How does the accountant go about providing a business owner with the financial / accounting information that he / she needs?
By setting up an accounting information system to collect, record and report the financial information of the business.
What do business stakeholders (i.e. interested parties such as business owner, managers, employees, shareholders, investors, banks, etc) do with the information presented in the financial reports prepared by the accountant?
They rely / use the information presented in the financial reports to make their decisions.
What are the people who are interested in the financial information of a business called / known as?
What are the users of accounting information called / known as?
Stakeholders or interested parties.
Do all business stakeholders require the same type of information?
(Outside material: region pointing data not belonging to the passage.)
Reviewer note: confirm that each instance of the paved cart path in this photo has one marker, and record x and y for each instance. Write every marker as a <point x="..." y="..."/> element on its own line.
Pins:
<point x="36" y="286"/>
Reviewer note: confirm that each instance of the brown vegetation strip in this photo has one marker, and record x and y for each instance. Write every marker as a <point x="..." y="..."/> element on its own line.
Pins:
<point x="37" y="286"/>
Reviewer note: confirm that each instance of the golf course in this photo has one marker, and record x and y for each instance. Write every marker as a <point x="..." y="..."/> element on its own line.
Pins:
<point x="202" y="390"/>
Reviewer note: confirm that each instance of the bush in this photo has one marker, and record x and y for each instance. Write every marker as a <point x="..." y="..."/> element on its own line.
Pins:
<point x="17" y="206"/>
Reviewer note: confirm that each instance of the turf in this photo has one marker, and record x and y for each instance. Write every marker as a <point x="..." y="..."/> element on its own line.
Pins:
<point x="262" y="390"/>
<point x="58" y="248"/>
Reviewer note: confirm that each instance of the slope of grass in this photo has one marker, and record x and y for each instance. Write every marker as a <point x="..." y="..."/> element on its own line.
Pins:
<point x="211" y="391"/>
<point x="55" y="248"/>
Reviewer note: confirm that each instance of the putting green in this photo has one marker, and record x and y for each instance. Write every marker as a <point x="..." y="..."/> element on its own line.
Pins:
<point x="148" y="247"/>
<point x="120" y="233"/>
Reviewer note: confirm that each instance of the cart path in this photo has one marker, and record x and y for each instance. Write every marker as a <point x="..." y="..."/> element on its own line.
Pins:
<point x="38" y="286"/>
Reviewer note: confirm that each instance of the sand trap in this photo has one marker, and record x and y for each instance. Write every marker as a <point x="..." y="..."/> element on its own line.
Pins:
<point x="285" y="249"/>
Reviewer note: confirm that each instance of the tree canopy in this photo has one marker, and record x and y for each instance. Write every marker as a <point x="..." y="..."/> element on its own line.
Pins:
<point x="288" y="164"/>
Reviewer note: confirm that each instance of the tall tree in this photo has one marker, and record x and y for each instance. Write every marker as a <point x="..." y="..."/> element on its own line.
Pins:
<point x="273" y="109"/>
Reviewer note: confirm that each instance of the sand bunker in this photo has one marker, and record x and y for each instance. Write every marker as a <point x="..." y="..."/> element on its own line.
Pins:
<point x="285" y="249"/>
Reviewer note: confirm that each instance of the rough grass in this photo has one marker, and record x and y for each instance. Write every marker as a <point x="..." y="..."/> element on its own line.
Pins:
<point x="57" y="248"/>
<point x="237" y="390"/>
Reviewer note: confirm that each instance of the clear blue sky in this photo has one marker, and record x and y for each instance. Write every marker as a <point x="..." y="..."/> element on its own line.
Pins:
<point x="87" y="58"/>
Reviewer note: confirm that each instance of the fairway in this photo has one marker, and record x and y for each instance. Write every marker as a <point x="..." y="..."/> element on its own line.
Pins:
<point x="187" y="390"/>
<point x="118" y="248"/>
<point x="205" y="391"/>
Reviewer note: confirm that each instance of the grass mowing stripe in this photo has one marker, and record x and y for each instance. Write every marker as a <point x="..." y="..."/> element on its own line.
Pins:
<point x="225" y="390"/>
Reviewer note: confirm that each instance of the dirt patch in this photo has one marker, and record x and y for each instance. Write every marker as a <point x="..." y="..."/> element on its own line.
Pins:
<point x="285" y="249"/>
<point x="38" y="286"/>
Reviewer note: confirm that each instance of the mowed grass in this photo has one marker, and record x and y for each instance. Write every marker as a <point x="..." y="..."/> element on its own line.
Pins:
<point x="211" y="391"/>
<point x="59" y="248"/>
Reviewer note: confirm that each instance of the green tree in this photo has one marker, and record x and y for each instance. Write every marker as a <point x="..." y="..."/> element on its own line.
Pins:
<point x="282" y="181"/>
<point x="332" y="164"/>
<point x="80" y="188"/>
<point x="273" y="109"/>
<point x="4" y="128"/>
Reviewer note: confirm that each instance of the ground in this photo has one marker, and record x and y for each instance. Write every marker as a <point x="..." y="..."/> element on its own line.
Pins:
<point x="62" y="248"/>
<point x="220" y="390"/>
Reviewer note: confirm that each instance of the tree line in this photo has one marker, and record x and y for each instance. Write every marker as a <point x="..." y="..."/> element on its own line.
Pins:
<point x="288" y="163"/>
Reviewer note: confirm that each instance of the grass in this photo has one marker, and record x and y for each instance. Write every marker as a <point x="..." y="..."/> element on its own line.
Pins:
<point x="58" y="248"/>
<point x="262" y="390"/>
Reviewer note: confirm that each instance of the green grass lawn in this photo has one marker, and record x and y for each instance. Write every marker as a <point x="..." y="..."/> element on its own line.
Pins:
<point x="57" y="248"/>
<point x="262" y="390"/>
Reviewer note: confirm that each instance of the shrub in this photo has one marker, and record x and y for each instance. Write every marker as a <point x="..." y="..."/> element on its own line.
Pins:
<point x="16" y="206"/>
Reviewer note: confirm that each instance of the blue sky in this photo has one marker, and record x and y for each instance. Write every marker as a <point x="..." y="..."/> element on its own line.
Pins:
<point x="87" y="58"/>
No. Different stakeholders require / need different types of information to make decisions.
How can stakeholders be categorized / grouped?
2 categories: Internal and External
Define ‘internal stakeholders’.
Internal stakeholders are people who are responsible for the day-to-day running of the business and they may have detailed financial information. (Internal stakeholders work in the business.)
Give some examples of internal stakeholders.
- Sole proprietors / owners (they run their own business)
- Managers
- Employees
What kind of financial information might the sole proprietor and managers of a business be interested in?
All financial information because they need all types of financial information to make decisions on how to plan, control, monitor and operate the business. E.g. whether to open another store next year; whether to buy more inventory (i.e. stock / goods), whether to hire / fire, cut costs, expand or downsize the business, etc.
What kind of financial information might the employees of a business be interested in?
The business’ profit and cash.
What is the main decision employees make?
Whether to continue working for the business or not.
Why do employees want to know if the business they are working for is profitable or not?
To evaluate their career prospects with the business and whether to expect any bonuses.